The Native artist faces a dilemma. He must preserve the heart and centre of ceremonial life while never revealing it or showing it, and yet be visibly transformed and revitalized by it, Favel said.
"It is not for nothing that our old shamans say, 'This is not for show, do not sell this,'" he explained.
Favel is the director of the Red Tattoo Ensemble in Regina, the Takwakin Theatre in Edmonton, and founder of the Native Theatre Workshop, which is one of two specialized training programs in Canada. He also has a long-term goal to "rehearse on the reserve." Favel wants to bring other artists and friends into a very comfortable and dynamic Native environment, because, he explained, "everything doesn't have to be centralized in big cities."
Favel feels that it's very important to pick a venue for Native theatre that's culturally friendly, and affordable to young artists and actors.
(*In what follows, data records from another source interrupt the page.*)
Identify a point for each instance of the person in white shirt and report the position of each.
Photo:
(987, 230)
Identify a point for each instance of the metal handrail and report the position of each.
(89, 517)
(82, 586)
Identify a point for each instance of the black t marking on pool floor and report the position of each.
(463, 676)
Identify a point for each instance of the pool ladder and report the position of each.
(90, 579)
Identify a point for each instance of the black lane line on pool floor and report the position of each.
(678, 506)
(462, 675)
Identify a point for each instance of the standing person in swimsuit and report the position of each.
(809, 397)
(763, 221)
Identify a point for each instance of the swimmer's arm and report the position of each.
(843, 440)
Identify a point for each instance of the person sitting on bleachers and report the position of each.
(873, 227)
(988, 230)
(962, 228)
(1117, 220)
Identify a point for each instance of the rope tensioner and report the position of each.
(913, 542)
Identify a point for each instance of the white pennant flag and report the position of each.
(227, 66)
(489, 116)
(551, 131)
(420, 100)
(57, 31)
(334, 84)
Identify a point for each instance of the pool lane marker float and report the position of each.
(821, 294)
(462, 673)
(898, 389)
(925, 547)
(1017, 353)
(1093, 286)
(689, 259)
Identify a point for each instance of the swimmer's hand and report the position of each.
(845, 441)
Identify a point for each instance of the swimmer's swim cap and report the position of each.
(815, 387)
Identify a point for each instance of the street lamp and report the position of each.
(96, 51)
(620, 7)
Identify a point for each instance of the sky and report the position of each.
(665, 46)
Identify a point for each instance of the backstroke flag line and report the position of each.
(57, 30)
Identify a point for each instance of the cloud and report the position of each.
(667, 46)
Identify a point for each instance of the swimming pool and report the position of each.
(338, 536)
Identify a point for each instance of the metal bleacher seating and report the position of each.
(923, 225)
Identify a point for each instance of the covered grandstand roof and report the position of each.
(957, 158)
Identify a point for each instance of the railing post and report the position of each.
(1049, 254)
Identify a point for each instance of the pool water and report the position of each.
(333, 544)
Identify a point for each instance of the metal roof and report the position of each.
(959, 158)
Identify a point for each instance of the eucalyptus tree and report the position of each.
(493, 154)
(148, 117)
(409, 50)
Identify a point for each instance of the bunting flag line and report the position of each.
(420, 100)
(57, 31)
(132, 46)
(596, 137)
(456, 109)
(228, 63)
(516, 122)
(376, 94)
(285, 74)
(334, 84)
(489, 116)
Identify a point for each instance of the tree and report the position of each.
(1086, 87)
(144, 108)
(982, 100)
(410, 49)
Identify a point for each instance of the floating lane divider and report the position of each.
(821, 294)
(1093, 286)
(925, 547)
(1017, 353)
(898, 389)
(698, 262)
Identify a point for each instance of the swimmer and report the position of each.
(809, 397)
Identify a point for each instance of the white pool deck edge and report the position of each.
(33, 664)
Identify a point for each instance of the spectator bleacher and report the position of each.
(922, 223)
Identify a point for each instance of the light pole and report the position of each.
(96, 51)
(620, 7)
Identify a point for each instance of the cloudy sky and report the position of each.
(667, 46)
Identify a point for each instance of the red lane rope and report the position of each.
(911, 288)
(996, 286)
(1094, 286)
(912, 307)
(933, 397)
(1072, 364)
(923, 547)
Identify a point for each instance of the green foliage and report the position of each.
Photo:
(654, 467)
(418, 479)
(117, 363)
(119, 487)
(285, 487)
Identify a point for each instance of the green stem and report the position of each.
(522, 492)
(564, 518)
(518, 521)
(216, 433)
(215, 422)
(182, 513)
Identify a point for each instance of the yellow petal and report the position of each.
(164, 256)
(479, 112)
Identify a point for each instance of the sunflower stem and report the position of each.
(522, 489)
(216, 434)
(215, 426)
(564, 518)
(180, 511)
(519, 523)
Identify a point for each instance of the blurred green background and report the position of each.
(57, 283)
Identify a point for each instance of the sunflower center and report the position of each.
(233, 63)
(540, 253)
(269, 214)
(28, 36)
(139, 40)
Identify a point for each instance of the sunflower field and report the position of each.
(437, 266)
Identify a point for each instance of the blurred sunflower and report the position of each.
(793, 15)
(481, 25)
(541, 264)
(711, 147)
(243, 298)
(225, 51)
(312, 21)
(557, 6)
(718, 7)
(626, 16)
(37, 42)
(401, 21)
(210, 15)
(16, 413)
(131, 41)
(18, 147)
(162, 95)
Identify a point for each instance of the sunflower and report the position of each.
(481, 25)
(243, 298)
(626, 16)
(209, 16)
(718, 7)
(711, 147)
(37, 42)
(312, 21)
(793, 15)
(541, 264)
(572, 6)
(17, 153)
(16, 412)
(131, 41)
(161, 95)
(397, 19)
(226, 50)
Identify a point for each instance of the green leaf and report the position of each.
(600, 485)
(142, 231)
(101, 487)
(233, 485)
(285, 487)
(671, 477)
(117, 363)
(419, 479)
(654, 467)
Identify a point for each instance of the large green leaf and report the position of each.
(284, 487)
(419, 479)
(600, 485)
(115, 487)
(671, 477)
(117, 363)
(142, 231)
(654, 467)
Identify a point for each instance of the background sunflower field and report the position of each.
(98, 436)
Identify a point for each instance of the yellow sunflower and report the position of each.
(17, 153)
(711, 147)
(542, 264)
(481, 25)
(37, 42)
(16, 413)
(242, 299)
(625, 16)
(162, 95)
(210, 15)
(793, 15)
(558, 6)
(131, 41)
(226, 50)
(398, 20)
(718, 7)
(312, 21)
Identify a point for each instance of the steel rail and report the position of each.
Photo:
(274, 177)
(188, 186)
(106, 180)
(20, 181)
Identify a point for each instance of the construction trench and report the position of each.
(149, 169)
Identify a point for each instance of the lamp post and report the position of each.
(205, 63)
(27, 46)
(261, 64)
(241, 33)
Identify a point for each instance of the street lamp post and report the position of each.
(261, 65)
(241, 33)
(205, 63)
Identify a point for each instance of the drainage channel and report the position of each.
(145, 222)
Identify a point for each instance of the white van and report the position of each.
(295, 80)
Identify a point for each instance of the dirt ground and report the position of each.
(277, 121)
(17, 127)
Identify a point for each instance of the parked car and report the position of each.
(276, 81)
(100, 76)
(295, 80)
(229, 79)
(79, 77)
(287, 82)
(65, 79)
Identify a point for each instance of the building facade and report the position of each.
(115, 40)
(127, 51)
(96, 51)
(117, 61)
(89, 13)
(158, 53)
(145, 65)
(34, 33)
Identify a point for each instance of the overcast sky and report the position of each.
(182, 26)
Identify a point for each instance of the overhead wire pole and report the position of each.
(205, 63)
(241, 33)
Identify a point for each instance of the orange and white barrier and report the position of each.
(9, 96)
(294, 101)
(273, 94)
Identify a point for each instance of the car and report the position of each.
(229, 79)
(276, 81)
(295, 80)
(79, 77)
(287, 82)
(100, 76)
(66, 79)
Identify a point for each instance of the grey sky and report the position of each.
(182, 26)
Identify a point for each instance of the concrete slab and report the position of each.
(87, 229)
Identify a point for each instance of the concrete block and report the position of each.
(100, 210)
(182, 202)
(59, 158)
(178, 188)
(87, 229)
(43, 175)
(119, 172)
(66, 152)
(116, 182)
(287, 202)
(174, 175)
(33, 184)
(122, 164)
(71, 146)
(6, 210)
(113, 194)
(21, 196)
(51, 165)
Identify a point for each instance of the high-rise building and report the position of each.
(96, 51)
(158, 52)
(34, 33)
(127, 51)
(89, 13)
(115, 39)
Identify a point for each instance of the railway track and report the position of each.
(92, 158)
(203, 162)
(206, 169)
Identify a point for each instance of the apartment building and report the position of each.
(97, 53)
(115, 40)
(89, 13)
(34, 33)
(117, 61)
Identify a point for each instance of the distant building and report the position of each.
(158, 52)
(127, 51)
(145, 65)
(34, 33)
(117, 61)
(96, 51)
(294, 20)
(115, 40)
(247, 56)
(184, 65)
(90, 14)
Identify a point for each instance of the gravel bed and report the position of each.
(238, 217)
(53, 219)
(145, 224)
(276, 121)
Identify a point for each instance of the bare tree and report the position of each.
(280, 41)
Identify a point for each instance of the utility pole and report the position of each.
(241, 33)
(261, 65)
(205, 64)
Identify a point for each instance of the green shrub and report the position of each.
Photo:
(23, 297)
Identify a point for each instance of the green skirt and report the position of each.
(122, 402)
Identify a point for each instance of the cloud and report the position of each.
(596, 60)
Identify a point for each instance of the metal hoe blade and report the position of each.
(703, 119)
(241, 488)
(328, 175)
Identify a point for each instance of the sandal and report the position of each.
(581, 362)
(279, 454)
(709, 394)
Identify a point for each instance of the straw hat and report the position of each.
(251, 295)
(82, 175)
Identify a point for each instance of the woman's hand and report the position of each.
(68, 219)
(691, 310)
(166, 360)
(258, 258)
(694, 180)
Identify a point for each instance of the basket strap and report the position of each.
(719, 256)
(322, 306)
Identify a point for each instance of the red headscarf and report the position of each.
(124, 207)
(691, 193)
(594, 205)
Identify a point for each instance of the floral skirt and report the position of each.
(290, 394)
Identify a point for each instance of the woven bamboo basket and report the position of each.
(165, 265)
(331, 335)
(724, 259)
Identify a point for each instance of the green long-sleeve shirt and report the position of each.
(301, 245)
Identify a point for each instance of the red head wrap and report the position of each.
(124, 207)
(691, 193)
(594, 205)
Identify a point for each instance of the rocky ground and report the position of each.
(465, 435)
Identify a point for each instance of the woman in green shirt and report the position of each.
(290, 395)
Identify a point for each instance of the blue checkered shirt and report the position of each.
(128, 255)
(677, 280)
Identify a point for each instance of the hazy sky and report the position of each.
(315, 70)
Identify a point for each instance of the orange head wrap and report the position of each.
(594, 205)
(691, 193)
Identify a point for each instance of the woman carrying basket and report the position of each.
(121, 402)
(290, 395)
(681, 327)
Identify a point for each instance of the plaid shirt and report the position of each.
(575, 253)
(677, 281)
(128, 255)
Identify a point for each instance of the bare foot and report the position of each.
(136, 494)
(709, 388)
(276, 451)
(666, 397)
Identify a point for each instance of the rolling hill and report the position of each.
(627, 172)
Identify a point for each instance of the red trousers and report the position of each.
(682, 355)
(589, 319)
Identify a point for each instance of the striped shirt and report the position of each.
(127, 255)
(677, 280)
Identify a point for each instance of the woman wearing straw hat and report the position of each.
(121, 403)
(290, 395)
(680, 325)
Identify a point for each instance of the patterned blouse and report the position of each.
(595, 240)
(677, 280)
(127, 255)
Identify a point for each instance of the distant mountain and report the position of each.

"And as a Native artist, you want to do something for your family and culture [to] create opportunities at the training and professional level for other Natives -- [this is] a very tangible way we can help people," he said. "it's something I consciously do as my small part to help with the cause."
Favel also likes to use Plains Cree in dramatic dialogue and monologue. He did this last spring with Dennis Omeasoo in Hobbema, Alta. by creating a traditional theatre-dance piece, spoken only in Cree for a Cree audience.
He described the experience as a very fulfilling one for both audience and cast, because it went beyond entertainment to become an act of culture.
But Favel also maintained that theatrical work must also be entertaining.
"People have to be entertained in the theatre. And I like to be entertained, because, at an absolute minimum, [drama] has to be pleasing to the eye, the ear and the senses," he said.
Favel said that most fulfilling show ever did was for the 1994 Canadian Dance Festival in Ottawa, because the images he created were drawn from his own personal and cultural experiences. It was when they meshed that it "felt like art."
"I prefer these days to just be called an artist," said Favel. "But what is naturally reflected in all my work is my Native heritage."